Velocity indicates the speed at which the data are generated and analyzed. With the development of digital devices such as sensors and smartphones, an extraordinary amount of data is created which requires real-time analytics. Data generated through sensors are collected and analyzed in real time [32]. Retailers such as Amazon are also generating data at very high speeds. For example, Wal-mart processes approximately 1 million transactions per hour [33]. Data generated through mobile phones help to produce personalized offers for customers. Another example of the velocity of data is the data generated by traffic sensors. These sensors gather and transfer information in real time, because the data collected by these sensors are useful only if they give information to the driver before she/he reaches the congested area. Hence, data analysis needs to be done at an equally fast speed because data have time value; i.e., after a specific time, the data will no longer be useful.

3.1.4 Value

This is the most important characteristic of Big Data.

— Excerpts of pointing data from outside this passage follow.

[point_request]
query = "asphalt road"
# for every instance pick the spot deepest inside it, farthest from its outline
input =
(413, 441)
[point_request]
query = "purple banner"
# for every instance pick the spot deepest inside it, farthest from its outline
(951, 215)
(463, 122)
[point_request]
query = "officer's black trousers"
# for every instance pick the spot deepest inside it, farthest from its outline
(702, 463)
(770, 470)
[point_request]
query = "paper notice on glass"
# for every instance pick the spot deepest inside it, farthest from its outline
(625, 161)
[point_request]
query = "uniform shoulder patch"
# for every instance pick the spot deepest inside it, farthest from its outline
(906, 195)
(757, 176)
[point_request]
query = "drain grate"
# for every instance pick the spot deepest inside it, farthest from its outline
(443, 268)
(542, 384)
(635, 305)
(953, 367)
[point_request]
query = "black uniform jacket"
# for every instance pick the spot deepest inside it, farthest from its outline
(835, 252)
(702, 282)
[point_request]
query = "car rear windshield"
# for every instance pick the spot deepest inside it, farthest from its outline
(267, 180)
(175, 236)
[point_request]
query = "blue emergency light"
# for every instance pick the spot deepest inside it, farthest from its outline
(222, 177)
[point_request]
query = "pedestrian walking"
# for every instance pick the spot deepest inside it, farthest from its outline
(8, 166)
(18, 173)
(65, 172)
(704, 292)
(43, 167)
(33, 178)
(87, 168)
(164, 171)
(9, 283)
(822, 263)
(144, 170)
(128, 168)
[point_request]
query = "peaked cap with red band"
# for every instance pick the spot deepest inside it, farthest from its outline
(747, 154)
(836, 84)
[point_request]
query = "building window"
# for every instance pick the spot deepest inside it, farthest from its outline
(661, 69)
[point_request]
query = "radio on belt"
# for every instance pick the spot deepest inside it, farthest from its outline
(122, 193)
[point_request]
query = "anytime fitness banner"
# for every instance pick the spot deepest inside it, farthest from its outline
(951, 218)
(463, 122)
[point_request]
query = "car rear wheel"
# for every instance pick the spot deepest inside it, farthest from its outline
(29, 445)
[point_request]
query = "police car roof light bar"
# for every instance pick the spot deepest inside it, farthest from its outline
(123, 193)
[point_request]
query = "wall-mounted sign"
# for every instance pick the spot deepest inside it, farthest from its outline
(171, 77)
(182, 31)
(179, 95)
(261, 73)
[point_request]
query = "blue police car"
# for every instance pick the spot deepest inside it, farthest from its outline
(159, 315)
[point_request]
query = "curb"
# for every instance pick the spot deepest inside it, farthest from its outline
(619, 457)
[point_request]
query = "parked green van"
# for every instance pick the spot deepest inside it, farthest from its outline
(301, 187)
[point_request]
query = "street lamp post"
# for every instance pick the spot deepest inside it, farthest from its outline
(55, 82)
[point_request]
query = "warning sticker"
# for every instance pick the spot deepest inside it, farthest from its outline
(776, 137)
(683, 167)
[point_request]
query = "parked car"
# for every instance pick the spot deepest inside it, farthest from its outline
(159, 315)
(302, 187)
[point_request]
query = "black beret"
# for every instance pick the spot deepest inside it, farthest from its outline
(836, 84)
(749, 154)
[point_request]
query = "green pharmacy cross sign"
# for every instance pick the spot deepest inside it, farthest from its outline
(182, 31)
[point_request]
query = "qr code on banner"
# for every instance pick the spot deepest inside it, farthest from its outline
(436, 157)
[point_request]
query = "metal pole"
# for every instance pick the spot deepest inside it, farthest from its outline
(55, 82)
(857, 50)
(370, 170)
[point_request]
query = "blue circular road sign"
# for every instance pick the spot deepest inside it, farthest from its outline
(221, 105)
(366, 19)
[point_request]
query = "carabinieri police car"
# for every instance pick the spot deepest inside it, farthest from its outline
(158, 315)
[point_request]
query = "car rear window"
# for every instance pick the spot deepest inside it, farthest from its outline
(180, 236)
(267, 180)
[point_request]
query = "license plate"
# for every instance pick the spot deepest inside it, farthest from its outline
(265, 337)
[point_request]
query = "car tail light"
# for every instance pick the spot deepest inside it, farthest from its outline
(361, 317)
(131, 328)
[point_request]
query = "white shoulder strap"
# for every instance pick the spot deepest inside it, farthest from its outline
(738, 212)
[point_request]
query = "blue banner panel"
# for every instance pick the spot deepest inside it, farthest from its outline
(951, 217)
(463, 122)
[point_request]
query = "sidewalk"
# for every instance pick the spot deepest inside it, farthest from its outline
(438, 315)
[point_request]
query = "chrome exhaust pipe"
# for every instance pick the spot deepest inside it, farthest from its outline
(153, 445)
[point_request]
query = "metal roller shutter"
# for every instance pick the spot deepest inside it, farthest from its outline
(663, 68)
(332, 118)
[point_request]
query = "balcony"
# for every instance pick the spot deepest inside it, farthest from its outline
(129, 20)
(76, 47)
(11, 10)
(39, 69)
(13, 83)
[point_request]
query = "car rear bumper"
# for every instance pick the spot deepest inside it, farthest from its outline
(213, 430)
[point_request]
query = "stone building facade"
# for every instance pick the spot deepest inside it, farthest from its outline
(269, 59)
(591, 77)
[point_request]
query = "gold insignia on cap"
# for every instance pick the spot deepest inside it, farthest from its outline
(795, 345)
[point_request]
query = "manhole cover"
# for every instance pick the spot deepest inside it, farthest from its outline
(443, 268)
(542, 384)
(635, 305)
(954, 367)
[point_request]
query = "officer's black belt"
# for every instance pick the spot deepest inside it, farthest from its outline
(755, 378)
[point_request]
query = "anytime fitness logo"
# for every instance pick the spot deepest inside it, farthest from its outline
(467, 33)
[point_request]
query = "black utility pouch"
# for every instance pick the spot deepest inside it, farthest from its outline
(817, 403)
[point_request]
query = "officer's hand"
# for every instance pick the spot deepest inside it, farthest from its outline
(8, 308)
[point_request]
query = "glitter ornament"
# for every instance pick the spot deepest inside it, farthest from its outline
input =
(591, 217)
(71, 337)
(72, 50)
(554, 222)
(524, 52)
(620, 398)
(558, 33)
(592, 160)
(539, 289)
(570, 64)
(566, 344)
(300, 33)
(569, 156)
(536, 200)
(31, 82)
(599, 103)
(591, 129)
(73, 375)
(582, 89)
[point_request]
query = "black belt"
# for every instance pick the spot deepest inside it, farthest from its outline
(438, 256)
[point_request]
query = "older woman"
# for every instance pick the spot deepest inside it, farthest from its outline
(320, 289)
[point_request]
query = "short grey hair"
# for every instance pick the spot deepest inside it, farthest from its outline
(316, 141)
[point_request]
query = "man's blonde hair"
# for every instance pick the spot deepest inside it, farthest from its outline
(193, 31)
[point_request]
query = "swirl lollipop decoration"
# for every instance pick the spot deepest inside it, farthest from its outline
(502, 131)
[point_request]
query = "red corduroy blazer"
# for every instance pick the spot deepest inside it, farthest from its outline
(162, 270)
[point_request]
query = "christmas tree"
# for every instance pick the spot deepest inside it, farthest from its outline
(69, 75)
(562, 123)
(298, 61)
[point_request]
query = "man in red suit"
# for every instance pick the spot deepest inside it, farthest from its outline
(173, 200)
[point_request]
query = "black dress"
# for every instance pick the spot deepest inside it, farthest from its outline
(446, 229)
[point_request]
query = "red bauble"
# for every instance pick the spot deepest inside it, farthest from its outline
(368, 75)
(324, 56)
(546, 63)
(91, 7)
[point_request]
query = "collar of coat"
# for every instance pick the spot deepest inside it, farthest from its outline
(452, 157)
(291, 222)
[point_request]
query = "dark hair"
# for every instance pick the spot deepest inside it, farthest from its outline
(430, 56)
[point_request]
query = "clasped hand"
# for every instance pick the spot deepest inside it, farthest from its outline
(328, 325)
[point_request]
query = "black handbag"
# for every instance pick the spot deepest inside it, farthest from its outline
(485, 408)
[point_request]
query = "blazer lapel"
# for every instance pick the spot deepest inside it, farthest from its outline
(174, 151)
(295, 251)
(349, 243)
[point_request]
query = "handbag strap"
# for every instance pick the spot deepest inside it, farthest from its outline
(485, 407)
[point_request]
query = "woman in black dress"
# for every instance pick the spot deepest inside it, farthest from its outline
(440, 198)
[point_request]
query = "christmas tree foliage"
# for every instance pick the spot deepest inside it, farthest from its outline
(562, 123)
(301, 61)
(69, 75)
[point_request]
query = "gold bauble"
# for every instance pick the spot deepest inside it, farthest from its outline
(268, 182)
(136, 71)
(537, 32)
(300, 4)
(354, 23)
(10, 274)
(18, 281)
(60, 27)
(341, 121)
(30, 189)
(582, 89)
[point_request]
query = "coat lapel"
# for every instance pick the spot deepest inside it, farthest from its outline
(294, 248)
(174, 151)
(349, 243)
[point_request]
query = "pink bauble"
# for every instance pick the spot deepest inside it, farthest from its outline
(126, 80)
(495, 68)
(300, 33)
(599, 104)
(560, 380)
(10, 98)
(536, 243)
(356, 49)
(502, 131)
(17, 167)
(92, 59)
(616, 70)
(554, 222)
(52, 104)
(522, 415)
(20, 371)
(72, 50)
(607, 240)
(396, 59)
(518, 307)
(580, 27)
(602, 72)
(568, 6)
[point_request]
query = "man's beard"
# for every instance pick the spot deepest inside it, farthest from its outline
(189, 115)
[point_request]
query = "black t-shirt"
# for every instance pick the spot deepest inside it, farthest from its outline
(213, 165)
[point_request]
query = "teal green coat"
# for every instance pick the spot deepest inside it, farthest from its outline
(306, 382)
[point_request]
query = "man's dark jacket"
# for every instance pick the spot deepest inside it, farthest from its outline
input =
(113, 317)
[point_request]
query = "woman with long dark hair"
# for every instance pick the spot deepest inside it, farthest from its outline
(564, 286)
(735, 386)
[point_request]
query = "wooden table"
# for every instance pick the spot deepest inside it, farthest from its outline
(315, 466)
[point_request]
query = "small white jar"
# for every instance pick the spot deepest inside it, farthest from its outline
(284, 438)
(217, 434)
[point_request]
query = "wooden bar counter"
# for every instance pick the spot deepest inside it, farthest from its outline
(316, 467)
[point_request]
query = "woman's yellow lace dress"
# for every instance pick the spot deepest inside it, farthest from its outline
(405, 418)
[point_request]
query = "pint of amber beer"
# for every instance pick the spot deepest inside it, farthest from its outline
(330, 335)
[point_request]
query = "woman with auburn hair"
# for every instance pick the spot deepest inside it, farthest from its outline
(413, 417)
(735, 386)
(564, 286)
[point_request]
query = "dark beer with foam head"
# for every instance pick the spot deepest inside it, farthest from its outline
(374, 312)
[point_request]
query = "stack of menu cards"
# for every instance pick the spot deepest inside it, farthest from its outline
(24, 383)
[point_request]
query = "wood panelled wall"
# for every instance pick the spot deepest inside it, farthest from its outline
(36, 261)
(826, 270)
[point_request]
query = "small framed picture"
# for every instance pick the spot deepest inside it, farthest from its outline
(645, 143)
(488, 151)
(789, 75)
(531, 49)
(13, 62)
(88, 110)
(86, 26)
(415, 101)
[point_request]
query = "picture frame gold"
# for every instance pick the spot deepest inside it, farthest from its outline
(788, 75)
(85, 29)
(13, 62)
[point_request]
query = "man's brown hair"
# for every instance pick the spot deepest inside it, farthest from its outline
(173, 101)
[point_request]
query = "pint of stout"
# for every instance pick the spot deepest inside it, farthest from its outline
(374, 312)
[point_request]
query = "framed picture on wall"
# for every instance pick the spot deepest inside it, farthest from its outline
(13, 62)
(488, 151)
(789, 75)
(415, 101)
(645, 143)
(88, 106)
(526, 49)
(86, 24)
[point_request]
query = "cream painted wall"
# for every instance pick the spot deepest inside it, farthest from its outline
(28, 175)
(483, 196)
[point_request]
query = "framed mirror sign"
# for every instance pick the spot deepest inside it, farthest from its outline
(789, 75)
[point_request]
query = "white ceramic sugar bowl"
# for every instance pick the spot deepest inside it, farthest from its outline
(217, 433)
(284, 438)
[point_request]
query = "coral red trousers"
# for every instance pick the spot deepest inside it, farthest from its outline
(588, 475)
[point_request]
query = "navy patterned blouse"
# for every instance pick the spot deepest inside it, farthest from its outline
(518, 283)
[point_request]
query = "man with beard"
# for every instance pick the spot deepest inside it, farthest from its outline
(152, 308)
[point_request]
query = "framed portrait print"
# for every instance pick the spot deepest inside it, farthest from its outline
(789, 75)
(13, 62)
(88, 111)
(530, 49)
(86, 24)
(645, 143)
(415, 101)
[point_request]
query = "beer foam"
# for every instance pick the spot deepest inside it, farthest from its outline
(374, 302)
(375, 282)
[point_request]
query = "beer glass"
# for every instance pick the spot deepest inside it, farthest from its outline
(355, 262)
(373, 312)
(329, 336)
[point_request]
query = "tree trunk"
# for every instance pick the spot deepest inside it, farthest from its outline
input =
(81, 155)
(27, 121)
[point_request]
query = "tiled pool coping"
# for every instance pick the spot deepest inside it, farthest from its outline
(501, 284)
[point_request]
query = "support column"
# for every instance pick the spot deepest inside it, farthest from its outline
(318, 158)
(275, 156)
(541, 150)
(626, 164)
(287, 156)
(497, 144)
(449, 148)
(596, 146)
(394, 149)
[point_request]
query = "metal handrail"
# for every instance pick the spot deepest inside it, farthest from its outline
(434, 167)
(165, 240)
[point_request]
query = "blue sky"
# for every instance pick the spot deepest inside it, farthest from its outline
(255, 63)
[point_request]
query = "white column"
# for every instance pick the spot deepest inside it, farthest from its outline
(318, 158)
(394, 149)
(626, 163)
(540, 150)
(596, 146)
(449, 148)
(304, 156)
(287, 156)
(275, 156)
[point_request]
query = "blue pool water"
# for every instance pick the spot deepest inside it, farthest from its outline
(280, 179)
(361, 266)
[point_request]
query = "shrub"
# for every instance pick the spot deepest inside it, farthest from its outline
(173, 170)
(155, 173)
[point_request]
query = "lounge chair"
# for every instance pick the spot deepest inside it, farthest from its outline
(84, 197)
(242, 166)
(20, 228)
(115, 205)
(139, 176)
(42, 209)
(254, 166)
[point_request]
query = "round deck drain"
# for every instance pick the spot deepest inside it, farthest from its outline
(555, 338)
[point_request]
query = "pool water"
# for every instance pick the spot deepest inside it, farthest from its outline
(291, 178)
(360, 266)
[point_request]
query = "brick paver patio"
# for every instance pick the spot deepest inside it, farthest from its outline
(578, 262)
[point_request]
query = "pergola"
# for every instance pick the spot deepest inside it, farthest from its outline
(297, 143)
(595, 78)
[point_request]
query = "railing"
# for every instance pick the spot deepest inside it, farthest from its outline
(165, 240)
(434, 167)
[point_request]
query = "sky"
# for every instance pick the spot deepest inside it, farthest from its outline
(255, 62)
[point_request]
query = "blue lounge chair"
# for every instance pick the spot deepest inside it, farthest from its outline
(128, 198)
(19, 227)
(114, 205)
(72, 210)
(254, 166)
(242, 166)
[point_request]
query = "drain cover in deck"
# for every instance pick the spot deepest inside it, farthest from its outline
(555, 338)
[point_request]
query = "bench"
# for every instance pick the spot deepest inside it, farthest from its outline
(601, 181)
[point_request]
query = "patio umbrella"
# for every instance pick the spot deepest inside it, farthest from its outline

It refers to the exploration of data to discover hidden patterns and values of large datasets of different types by using different techniques [21]. Very valuable data can be acquired by analyzing a huge amount of Big Data. It also has the potential to provide cost-beneficial criteria. For example, sensors in the IoT system of a smart traffic management system send huge amounts of data to a central control system, where the data are processed and analyzed. Data have value only if they can assist in predicting the future and current traffic conditions of traffic lights.

3.1.5 Veracity

Veracity refers to the accuracy, reliability, and truthfulness of data, which means that the data are noise-free and nonredundant and can therefore be confidently used for decision-making and for future predictions [34]. Achieving veracity of data is very difficult because data are produced by different sources.

3.2 Big Data Analytics

Big Data has demonstrated its great potential to transform decision-making in the business realm. Efficient and effective processes are needed to turn the high volume of rapidly generated and diverse data into significant information that can inform decision-making. Big Data analytics are the techniques used to procure and analyze an intelligence acquired from Big Data. There are four types of analytics which are presented here.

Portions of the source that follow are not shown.